To pick up our story once again, the stranger admits that he is "one of those honest gentlemen that were in trouble about the years forty-five and six" (9.23) – in other words, he took part in Bonnie Prince Charlie's 1745 uprising against the current British king. He's been trying to get to France because he'll be in trouble if he runs into any British soldiers (whom he calls the "red-coated gentry") (9.23).
Hoseason says he can't take the stranger all the way to France, but he'll consider taking him back to where he came from in Scotland.
After negotiations that we don't get to hear, because Davie has to go get food from the ship's galley, the stranger shows Hoseason his money belt. The money apparently isn't his; it belongs to the head of his clan, who is also a Jacobite.
The stranger warns Hoseason that, if Hoseason hands him over to the English army, all of his money (including any that he's paid to Hoseason) will go to the arresting officers. So if Hoseason wants the agreed-upon price of 60 guineas, Hoseason better keep his mouth shut. Hoseason agrees.
Hoseason leaves the room. Davie asks the stranger if he is, indeed, a Jacobite.
The stranger says yes and guesses that Davie is a Whig. (A Whig would be a supporter of the current king of England – King George II when the book is set, in 1751.)
Davie doesn't want to offend the stranger, so he doesn't really answer – but secretly, he is a Whig.
The stranger asks for more drink, and Davie goes to get it. He has to ask the captain for a key to the liquor cabinet.
Davie overhears Riach and Hoseason talking: they're planning to ambush the stranger.
Davie calls out to the captain to ask for the key.
Seeing Davie, Riach and Hoseason seize an opportunity. They want to hold the stranger at gunpoint, but all of their guns are in the round-house with the stranger. They want Davie to go into the round-house and bring out the guns; they think it will look less suspicious to the stranger for a boy to get the guns instead of an officer.
Hoseason promises that, if Davie does them this favor, they'll watch his back when they get to Carolina. Hoseason also offers Davie a share of the money from the stranger's belt.
Davie promises to help. But secretly, he's trying to figure out how to save the stranger's life.
When Davie returns to the round-house, he tells the stranger straight out that the officers of the ship are trying to murder him, and that they've already killed someone during the voyage.
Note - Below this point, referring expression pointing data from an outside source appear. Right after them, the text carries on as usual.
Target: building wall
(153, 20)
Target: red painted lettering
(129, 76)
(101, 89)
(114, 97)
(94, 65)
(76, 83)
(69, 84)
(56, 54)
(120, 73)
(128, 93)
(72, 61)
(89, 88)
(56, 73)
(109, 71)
Davie promises to stand by the stranger.
Finally, we get the stranger's name: he introduces himself as Alan Breck Stewart. He calls Stewart "a king's name" (9.65) because the family name of James II and VII and his descendants is Stuart.
Alan is pretty vain and clearly feels a little annoyed when Davie introduces himself as "David Balfour of Shaws" – in other words, as a member of the Scottish landowner class. So he claims to forget Davie's estate name and calls him "David" instead.
Alan gives Davie a sword and tells him to keep loading Alan's pistols while they're fighting.
Davie tells Alan that they're up against fifteen men. Alan's not happy about the odds, but he's glad to have Davie there watching his back.
By the way, Alan uses the word "pretty" in this conversation. He doesn't mean cute or beautiful. In the eighteenth century, "pretty" means skillful or clever (source).
Alan sets Davie to guarding the skylight and the window, while he stations himself at the open door. They wait.